Just discovered a lovely review of Rise to Power (the audiobook edition, narrated by David George.) Here is how it starts:

The story opens with an old king, one who has had his claws and fangs pulled. Indeed, he is not a particularly impressive specimen. Through the course of one night, his memory flashes back to younger days...

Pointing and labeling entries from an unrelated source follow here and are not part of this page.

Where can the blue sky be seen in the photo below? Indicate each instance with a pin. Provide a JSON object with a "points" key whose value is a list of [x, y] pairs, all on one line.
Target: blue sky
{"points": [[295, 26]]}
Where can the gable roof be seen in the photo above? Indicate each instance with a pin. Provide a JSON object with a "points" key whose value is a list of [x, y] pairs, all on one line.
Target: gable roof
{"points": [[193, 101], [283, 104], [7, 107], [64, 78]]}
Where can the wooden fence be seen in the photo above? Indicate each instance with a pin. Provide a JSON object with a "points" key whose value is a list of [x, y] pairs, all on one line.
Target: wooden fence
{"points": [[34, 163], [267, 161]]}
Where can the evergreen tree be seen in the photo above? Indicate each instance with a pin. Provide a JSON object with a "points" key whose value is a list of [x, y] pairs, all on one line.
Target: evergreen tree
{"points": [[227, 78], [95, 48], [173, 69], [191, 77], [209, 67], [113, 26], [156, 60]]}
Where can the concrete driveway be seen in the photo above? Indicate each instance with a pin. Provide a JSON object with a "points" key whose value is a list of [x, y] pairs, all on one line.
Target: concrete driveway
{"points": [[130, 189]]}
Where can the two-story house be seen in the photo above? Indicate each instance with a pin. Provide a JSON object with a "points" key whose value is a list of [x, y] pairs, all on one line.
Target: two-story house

To read the review in full, click here: Rise to Power by Uvi Poznansky


----------



## Uvi Poznansky (Jul 6, 2012)

_"Go, why don't you go back home," he mutters, dismissing me with a casual wave of the hand.
"Please," I say. "Let me serve you. You'll find my music soothing, I trust."
"Trust?" he says, locking eyes with me.
"Just so, your majesty. Trust!"
"There is no such thing, where I'm sitting."
"But my music--"
"It awakens something in me," he groans, pressing a hand against his temple. "Something I wish to ignore. An unspeakable sort of pain. There's a demon in me, and I know--I just know he'll break loose, he'll take over, the moment I'll let myself soften." _

To read more, and listen to the beautiful narration, click here: *The other side of obedience*


----------



## Uvi Poznansky (Jul 6, 2012)

Here, on my ear, I can feel the tickle of her curl, which must have slinked out of the towel wrapping her head. And I can smell the scent of shampoo as she leans closer to whisper, "Get in."
In confusion I whisper back, "Get in--what?"
"The tub," she breathes in my ear. "What else?"

To read more click here:
*I must guard myself from her, because she knows me, knows my weakness
*










*On a different note:
*
A select group of authors has joined forces with me
to bring you amazing stories
narrated by great voice actors. 
This spring, we invite you for an early Mother's Day picnic. 
Come listen to voice clips from the audiobooks 
You may win one of them!

To join click here: *♡ MOM*


----------



## Uvi Poznansky (Jul 6, 2012)

"So far I doubt she has caught the sound of my footfalls. I edge closer, advancing stealthily along the shadow, a seemingly endless shadow cast across the flat surface of her roof by my tower..."

To read more click here:
*A Peek at Bathsheba*


----------



## Uvi Poznansky (Jul 6, 2012)

Writing about David as a fugitive, I asked myself, where would he hide in the wilderness? What would that place feel like? How would it look? How would the place reflect the mode he would find himself in, during this testing time of his life, when he is called a traitor?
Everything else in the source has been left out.